Si sono tutti accorti che è stato San Valentino. Tra gli incalliti oppositori della festa e i suoi languidi aficionados va avanti un’annosa quanto sterile diatriba, buona per qualche battuta scontata, che si risolve in un andreottiano ‘l’amore logora chi non ce l’ha’. Tutto molto frivolo, tutto molto rosa e tutto molto costoso. Negli ultimi anni alcuni stanno provando a trasformare San Valentino in qualcosa di più utile e ‘sociale’. Così c’è chi rivendica i diritti delle famiglie di fatto aprendo un blog ad hoc e chi organizza baciate collettive sul Pirellone, indispettendo Roberto Formigoni.

Per quanto ci riguarda, vogliamo unirci alla rivisitazione di San Valentino in chiave sociale. Il numero di #verospread che diamo oggi è 10. Cifra tonda, da centravanti. Per una volta non si tratta di percentuali ma di anni. 10 sono gli anni che ci separano dal 2002, anno in cui in Germania, il primo giorno di Agosto, entrò in vigore una legge dal nome impronunciabile: Gesetz über die Eingetragene Lebenspartnerschaft. Era stata approvata il 16 febbraio 2001 e introduceva nell’ordinamento tedesco l’istituto giuridico della convivenza registrata tra due persone dello stesso sesso. Per farla breve, le unioni civili per le coppie omosessuali.

Per chi volesse portare la Germania come esempio di paese virtuoso, meglio lasciar perdere. Angela Merkel non è mai stata una fan delle unioni civili e queste, sebbene prevedano diritti in comune con i matrimoni ‘veri’, non sono che ‘mezzi matrimoni’, una cosa lasciata a metà. Ma sono pur qualcosa. Oltre che in Germania, tra i paesi dell’Unione Europea le coppie formate da persone dello stesso sesso hanno almeno un qualche tipo di riconoscimento in Austria, Belgio, Danimarca, Francia, Irlanda, Lussemburgo, Paesi Bassi, Portogallo, Regno Unito, Repubblica Ceca, Spagna, Slovenia, Svezia e Ungheria.

In Italia, no. Qualche timido registro delle unioni ha iniziato a farsi strada in alcuni comuni tra infinite contestazioni ma, come dire, niente di serio. A livello politico, la battaglia è diventata sempre più prerogativa della sinistra vendoliana, ancora minoritaria. All’interno dei maggiori schieramenti, vale a dire Pd e Pdl, l’argomento è quasi tabù e quando se ne parla si ascoltano dichiarazioni surreali o inconcludenti, quando non clamorosi scivoloni al limite della decenza, che regalano all’Europa un’immagine impietosa della classe politica italiana e, purtroppo e di riflesso, anche del popolo che l’ha votata. Forse per una volta non è né così tardi né così tragico. Forse l’Italia può rimontare velocemente e recuperare lo spread tra i diritti dei cittadini italiani e quelli dei paesi UE. La nazione è ormai da anni ad un crocevia: può far finta di niente, ignorando la realtà, può allinearsi alla media, rattoppando la situazione con registri di unioni qua e là, senza prendere posizioni nette; oppure può essere all’avanguardia, passando dalla parte di quei paesi che hanno compiuto il passo definitivo verso l’equiparazione dei diritti.
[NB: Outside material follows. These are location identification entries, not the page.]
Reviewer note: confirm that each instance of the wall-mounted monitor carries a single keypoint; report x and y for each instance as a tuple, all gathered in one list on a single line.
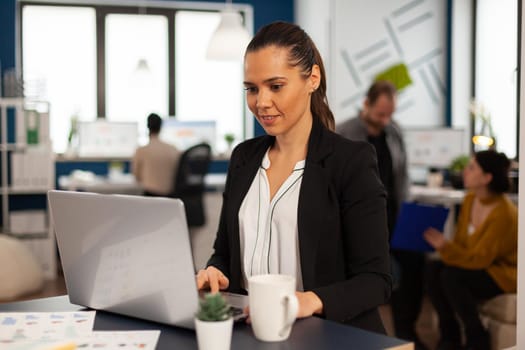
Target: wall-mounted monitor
[(434, 147), (102, 138), (184, 134)]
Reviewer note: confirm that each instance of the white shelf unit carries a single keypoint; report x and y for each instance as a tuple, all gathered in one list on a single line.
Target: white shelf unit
[(39, 159)]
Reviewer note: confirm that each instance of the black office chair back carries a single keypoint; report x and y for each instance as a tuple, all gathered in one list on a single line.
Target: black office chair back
[(189, 182)]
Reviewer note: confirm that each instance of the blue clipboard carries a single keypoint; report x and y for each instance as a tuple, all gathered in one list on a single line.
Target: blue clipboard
[(413, 220)]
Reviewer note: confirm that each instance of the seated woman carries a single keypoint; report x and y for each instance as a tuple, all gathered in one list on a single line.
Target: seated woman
[(481, 260)]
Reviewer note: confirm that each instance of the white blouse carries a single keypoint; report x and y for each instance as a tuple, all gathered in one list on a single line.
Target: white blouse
[(268, 229)]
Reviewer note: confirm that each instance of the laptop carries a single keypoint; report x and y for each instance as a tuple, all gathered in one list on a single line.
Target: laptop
[(413, 220), (129, 255)]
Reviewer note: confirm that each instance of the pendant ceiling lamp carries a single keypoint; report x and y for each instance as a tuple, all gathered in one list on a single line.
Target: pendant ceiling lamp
[(230, 39)]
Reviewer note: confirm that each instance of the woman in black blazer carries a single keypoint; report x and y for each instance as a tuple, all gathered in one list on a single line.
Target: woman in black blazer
[(341, 232)]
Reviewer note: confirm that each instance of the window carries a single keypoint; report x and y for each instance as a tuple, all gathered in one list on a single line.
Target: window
[(496, 68), (124, 62), (136, 68), (60, 65)]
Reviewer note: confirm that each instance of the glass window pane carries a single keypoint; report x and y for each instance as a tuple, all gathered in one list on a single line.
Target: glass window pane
[(206, 90), (496, 67), (136, 68), (59, 61)]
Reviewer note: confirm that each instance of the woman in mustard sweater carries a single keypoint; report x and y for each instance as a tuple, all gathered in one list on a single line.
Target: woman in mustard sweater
[(481, 260)]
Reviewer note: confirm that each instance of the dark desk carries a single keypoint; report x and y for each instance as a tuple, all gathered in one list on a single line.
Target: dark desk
[(310, 333)]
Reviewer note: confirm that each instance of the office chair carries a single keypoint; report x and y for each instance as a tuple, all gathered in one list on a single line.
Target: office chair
[(189, 182)]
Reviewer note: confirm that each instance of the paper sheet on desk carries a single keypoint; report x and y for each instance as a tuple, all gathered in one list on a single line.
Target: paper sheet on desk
[(44, 325), (66, 330), (110, 340)]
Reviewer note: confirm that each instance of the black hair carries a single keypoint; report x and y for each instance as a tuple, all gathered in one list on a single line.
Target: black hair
[(154, 123), (303, 54), (497, 164)]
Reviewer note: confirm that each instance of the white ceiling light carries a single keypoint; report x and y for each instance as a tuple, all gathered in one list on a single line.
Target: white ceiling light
[(230, 39)]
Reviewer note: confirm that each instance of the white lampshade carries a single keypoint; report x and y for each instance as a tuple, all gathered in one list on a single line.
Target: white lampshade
[(230, 39)]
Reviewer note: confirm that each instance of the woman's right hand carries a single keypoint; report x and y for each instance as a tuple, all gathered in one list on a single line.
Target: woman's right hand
[(212, 278)]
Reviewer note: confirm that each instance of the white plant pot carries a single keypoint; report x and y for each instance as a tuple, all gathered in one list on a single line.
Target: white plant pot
[(214, 335)]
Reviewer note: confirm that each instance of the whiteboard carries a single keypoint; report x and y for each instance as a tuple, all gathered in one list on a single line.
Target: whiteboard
[(434, 147), (103, 138), (369, 36)]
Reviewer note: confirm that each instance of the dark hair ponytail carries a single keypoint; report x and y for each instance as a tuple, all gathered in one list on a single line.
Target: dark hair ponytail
[(498, 165), (303, 54)]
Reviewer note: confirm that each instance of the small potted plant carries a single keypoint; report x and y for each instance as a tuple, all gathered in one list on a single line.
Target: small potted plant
[(229, 138), (214, 323), (455, 169)]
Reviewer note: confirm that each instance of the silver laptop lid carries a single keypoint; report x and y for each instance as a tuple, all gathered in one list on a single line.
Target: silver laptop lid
[(126, 254)]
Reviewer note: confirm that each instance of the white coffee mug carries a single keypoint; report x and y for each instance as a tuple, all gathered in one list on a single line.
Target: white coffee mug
[(273, 306)]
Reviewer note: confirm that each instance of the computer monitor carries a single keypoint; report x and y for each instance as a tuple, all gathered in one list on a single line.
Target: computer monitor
[(184, 134), (434, 147), (102, 138)]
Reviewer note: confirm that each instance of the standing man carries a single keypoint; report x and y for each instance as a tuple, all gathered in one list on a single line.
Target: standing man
[(154, 165), (375, 125)]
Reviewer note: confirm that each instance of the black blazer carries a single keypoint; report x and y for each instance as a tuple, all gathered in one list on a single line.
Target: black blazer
[(342, 228)]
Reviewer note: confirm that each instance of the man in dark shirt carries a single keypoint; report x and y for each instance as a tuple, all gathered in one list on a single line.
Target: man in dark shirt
[(375, 125)]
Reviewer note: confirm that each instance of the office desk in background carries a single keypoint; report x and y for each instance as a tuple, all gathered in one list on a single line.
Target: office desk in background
[(310, 333)]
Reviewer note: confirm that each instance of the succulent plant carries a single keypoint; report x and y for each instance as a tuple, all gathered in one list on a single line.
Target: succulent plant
[(213, 307), (459, 163)]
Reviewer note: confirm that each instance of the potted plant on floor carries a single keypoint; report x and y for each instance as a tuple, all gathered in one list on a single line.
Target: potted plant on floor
[(214, 323)]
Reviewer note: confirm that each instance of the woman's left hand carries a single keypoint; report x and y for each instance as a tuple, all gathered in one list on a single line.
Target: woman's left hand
[(309, 304), (435, 238)]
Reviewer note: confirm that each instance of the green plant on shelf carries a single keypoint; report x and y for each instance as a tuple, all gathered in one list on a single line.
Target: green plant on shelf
[(459, 163)]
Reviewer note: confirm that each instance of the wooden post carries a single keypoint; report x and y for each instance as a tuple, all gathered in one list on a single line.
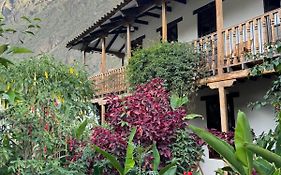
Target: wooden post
[(223, 109), (84, 58), (221, 85), (220, 54), (129, 47), (103, 56), (102, 114), (164, 21)]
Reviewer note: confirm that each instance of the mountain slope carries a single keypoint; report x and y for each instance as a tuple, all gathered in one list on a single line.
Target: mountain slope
[(62, 20)]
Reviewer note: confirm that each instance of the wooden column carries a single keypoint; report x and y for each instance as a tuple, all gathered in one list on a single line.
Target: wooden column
[(84, 58), (220, 51), (221, 85), (129, 46), (164, 21), (103, 56), (102, 114)]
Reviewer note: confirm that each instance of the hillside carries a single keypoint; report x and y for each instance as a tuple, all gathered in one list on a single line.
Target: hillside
[(62, 20)]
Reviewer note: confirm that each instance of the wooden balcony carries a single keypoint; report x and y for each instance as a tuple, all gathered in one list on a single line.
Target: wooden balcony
[(244, 46), (113, 81)]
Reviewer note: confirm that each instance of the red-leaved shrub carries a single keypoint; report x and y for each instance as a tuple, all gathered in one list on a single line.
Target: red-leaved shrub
[(111, 142), (149, 110)]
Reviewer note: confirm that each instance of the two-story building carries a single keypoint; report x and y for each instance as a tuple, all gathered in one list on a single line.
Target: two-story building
[(226, 29)]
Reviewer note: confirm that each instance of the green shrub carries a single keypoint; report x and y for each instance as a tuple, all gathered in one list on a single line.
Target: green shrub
[(45, 102), (177, 63), (186, 151)]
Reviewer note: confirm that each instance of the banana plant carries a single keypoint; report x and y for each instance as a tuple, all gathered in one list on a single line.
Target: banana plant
[(129, 160), (129, 163), (241, 159), (169, 169)]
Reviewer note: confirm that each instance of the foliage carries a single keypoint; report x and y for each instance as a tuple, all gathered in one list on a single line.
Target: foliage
[(186, 151), (241, 159), (129, 163), (129, 159), (271, 62), (176, 63), (149, 110), (8, 50), (48, 101), (109, 141)]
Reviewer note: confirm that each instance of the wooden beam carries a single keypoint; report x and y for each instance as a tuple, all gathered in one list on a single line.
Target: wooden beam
[(181, 1), (102, 114), (164, 21), (155, 15), (97, 43), (84, 58), (168, 8), (220, 50), (223, 101), (116, 53), (141, 22), (112, 41), (122, 47), (129, 48), (229, 76), (103, 56), (171, 24)]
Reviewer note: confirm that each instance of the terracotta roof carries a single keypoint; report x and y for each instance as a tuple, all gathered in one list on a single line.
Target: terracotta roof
[(99, 22)]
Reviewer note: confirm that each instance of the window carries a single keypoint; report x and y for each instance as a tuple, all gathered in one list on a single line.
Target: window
[(213, 111), (172, 30), (271, 5), (213, 116), (206, 19), (172, 33), (137, 43)]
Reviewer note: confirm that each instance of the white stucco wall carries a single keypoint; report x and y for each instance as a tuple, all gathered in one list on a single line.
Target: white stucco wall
[(260, 120), (235, 12)]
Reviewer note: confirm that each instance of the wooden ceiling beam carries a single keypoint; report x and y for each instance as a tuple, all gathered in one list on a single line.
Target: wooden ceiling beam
[(181, 1), (118, 54), (123, 46), (141, 22), (155, 15), (168, 8), (111, 42)]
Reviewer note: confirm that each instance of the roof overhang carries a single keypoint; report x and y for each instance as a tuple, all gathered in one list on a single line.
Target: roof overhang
[(113, 24)]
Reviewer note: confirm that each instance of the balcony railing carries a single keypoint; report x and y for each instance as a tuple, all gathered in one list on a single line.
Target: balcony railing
[(241, 42), (113, 81)]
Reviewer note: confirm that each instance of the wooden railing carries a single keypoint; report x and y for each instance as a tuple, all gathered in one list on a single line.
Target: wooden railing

In Italia non esistono le unioni civili e questo è vero spread. Ma proprio come in Germania e nel resto del mondo, esistono e sono sempre esistite le persone che si amano e che vogliono partecipare alla società nella quale vivono non solo in quanto individui ma in quanto coppia, in quanto famiglia, e non chiedono altro che una parità di trattamento e di opportunità. In questo sentimento e in questo desiderio non esiste un spread tra ‘noi’ e ‘loro’. E in un giorno come San Valentino sarebbe bastato semplicemente prenderne atto.